El hombre infundía respeto. La luz de la lámpara que se encontraba sobre la mesa perfilaba con nitidez las líneas duras de su rostro ovalado. Había preocupación en su rostro, cuando levantó los ojos hasta Antonio.
—Le he mandado llamar porque hay algunos extremos que desearía me aclarase. Confío en que va a colaborar, en bien de todos.
Siempre se dirigía a los reclusos con el tratamiento de usted. Se esmeraba en ofrecer, con la exquisitez de sus modales, una imagen de hombre comprensivo y paternal.
—Ha ocurrido algo muy grave —continuó—. Marcelino Zapata se suicidó anoche. Puso fin a su vida por motivos que desconocemos. Una triste forma de enfocar los problemas de la vida, ¿no le parece?
Antonio se vio obligado a asentir con la cabeza.
—¿Le conocía usted? —le preguntó el director.
—Sí, señor. Al Canijo le conocía todo el mundo.
—Me refiero a si le había tratado, si tenía amistad con él.
—No, señor. Le conocía, pero muy poco.
—¿Por qué diría usted que lo hizo?
Antonio entornó los ojos. Le estaba preguntando la razón por la que se había ahorcado el Canijo.
—No lo sé, don Alberto —respondió—. El Canijo estaba muy zumbao. No hablaba con casi nadie. Yo creo que le dio la vena y se quitó de en medio.
—¿Consumía mucha heroína?
Antonio frunció el ceño, sorprendido. El hombre estaba dando por hecho que dentro del maco corrían los polvos.
—No es ninguna novedad —se aprestó a decir el director— que hasta aquí dentro llega la heroína y que muchos adictos la tienen. Entonces, le pregunto otra vez. ¿Consumía heroína?
—Sí, señor. Estaba muy pasado de caballo.
—¿Cuánta necesitaba al día?
—No lo sé. En la calle se metería más de un gramo.
—¿Un gramo al día?
—Sí, señor.
—Le voy a ser explícito. Entre sus pertenencias no se ha encontrado nada que le relacione con las drogas. ¿Cómo explicaría usted eso?
—No sé. A lo mejor la escondía en algún sitio, para que no se la robaran.

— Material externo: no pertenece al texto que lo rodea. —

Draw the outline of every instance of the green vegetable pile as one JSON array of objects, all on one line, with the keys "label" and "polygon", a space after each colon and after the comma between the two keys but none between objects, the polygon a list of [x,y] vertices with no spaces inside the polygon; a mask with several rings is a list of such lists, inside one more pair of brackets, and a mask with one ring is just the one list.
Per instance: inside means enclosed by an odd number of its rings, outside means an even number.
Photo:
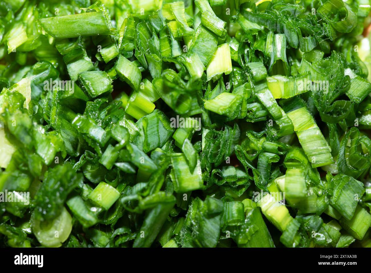
[{"label": "green vegetable pile", "polygon": [[370,0],[172,1],[0,2],[0,246],[371,247]]}]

—¿Es posible que antes de morir le hubieran robado?
Antonio se encogió de hombros.
—Se lo diré con otras palabras. El médico forense ha apreciado en el cadáver señales de violencia, concretamente, en el rostro.
De pronto, sintió miedo. Aquello se estaba complicando y todo apuntaba hacia él.
—Yo no sé nada de eso. Le dije al funcionario lo que había visto en aquella celda. Y ya no sé más. Le estoy diciendo la verdad. Si alguien le intentó sirlar o le pegaron, le juro que no sabía nada.
Antonio había elevado el tono de voz, visiblemente nervioso.
—Cálmese. Nadie le está acusando. Sólo pretendo que me diga exactamente lo que usted sepa.
—Es que no sé nada.
El director, tras una pausa estudiada, añadió:
—Bien, ¿qué hora sería cuando descubrió el cuerpo?
—No lo sé seguro. Pero más o menos, las siete y media de la tarde. Recuerdo que ese día dieron media hora de prórroga por el fútbol de la tele.
—¿Iba usted solo, cuando lo descubrió?
—Sí, señor.
El interrogatorio fue exhaustivo. Querían saber todo lo relacionado con aquella muerte, pero él desconocía la mayor parte de las respuestas que se le pedían.
—Si el señor juez necesita su declaración, ya le llamaremos —le informó finalmente el director—. Puede marcharse.